Mengenai Saya

Foto saya
an independent soul with hypnotic aura

Sabtu, 07 Januari 2012

Tak ada judulnya

Aku hanya diam dan memandang kumpulan foto-foto yang ada di ponsel bertuliskan Blackberry.
Ada beberapa pose laki-laki berkacamata di sana. Foto-foto tersebut diambil beberapa kali dengan waktu yang berbeda. Wajahnya tersenyum, menggambarkan keceriaan.  Ganteng.

Ini foto saat dia kerja, ini saat dia meeting, saat ia liburan dengan temannya, dan ini saat ia sedang di kamar. Banyak juga ternyata..” ucapku dalam hati.
Lalu sekarang, untuk apa foto-foto itu? Entah.. rasanya ingin ku hapus semua, namun satu yang kutakutkan. Takut kangen.  Ku urungkan dulu niatku itu.


****
Beberapa bulan telah ku lalui dengannya, bisa dikatakan kami dekat walaupun mata tak pernah saling memandang dan kulit tak pernah bersentuhan.

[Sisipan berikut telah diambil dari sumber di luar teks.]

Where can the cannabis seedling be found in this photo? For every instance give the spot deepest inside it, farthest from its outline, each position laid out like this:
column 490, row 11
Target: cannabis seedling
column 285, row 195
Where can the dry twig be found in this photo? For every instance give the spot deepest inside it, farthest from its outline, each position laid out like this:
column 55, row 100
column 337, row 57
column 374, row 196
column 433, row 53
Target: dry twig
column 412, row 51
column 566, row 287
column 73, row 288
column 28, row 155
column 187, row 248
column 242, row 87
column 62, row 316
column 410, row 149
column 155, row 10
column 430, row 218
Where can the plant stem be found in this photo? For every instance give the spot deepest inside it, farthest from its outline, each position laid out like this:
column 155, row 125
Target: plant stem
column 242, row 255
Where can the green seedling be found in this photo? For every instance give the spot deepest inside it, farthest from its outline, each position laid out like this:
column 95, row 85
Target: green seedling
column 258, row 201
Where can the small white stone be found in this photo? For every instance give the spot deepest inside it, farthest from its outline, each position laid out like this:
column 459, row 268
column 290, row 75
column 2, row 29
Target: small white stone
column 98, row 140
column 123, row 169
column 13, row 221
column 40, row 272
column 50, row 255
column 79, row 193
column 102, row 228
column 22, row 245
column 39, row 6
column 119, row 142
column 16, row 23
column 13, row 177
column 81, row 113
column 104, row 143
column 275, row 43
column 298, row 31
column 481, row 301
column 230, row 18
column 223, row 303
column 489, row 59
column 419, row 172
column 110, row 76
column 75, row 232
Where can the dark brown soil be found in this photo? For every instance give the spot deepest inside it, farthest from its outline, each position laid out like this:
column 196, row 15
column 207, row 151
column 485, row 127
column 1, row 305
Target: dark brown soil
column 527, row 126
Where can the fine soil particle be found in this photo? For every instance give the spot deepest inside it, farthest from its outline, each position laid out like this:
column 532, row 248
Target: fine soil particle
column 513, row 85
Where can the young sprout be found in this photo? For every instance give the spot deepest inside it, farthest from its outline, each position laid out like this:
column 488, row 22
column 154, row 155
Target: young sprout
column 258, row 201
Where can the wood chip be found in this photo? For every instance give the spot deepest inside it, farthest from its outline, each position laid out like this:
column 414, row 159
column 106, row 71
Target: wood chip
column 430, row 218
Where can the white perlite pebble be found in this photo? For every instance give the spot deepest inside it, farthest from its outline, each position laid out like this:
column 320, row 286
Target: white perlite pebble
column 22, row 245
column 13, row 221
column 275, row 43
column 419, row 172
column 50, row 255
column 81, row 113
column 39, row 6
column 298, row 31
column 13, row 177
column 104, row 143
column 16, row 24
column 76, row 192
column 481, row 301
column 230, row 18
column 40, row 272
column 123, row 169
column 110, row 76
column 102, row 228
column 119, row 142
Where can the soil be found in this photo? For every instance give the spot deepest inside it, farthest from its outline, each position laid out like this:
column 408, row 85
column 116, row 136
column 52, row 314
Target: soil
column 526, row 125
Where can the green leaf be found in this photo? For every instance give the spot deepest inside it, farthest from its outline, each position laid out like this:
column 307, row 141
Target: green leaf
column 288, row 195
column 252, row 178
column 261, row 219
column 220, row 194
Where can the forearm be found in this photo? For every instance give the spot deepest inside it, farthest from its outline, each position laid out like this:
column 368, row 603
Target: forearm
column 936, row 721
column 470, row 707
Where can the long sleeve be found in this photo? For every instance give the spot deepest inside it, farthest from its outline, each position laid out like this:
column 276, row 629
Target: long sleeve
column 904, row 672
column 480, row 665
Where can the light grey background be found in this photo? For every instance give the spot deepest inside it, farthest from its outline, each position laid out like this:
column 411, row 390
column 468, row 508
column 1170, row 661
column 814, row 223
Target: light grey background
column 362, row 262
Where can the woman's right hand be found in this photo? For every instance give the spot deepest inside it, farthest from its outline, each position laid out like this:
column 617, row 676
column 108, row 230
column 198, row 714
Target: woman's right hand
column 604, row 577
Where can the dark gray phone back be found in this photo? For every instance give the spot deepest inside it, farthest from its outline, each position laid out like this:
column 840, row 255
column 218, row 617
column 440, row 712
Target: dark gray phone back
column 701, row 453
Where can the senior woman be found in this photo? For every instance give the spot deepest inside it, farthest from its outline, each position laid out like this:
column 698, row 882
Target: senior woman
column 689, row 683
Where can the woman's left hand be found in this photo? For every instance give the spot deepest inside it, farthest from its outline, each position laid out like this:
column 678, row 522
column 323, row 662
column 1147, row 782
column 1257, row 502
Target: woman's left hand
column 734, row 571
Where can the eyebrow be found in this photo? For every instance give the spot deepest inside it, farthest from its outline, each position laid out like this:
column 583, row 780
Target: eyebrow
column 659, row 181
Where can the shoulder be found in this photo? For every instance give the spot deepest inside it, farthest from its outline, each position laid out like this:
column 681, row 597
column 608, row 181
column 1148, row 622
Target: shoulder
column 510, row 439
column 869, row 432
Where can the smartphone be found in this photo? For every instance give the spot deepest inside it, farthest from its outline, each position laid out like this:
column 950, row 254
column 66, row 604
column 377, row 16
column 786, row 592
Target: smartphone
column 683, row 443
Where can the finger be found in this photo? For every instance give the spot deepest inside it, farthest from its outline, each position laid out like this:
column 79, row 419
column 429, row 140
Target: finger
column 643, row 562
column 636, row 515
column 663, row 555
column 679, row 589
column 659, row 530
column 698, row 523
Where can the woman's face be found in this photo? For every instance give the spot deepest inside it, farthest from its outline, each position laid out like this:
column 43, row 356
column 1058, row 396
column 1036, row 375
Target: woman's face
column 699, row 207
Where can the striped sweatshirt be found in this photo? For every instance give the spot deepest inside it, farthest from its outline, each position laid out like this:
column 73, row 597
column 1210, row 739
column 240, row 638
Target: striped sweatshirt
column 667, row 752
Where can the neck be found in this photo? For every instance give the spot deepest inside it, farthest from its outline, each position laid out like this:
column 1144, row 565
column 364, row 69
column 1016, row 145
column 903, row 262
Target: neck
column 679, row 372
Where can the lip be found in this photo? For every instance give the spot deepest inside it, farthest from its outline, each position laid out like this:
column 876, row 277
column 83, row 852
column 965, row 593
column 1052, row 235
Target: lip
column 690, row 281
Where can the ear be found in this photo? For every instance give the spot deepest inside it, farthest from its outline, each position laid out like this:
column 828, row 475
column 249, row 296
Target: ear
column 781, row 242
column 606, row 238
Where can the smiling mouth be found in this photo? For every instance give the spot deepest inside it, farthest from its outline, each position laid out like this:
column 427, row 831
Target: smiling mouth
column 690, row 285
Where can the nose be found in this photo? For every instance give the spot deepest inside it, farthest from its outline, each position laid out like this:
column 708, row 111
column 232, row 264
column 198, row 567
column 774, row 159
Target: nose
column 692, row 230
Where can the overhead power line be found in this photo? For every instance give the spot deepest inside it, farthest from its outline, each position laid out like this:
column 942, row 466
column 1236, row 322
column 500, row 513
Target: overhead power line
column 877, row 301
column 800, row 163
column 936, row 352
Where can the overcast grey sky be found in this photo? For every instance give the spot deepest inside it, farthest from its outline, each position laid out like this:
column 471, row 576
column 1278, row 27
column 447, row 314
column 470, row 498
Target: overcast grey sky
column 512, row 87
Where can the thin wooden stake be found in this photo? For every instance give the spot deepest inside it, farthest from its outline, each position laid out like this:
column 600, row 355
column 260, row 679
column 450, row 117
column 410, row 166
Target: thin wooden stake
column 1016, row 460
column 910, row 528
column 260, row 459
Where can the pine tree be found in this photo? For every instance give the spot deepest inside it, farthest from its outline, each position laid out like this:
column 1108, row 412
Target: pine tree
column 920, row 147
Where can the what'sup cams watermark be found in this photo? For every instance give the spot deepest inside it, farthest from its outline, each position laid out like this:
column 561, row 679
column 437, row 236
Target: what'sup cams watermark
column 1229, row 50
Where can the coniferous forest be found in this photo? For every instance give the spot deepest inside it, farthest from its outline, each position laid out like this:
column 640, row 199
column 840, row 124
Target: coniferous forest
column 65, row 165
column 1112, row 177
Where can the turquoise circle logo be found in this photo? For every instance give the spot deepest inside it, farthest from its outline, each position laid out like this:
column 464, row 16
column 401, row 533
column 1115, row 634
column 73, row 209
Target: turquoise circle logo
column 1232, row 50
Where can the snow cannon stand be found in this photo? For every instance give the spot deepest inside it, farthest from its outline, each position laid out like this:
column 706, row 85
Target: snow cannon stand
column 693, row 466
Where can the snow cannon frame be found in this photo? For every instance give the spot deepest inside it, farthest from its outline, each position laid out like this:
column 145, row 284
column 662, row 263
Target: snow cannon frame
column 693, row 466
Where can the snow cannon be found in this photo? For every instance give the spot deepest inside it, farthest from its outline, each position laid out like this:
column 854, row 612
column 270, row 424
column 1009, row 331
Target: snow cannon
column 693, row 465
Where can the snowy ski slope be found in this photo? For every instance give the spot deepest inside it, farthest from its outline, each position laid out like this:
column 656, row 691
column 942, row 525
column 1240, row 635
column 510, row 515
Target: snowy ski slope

Aneh. Tentu saja, dengan alasan jarak dan kesibukan ia tidak pernah menemuiku. Sekali pun saat aku dan dia berada dalam kota yang sama.

Dulu ia pernah bilang akan menemaniku menonton film animasi mkhluk berwarna biru yang bernama Smurf, ia pernah juga berniat mengajakku makan siang bersama, dan segala macam rencananya yang tak kunjung direalisasikan. Beribu alasan dia kemukakan (tolong jangan bilang padanya jika sebenarnya aku tidak percaya). Di depannya aku pura-pura mengerti walau tanda tanya besar terpampang jelas di kepala. Sering kali aku pun berpura-pura percaya, walau sesekali aku tunjukkan kekesalanku. Bukan karena alasannya tidak masuk akal, namun perempuan dewasa macam aku pasti sangat paham jika selalu ada kata “sempat” dibalik kesibukan jika kita memang benar-benar menginginkannya, bukan?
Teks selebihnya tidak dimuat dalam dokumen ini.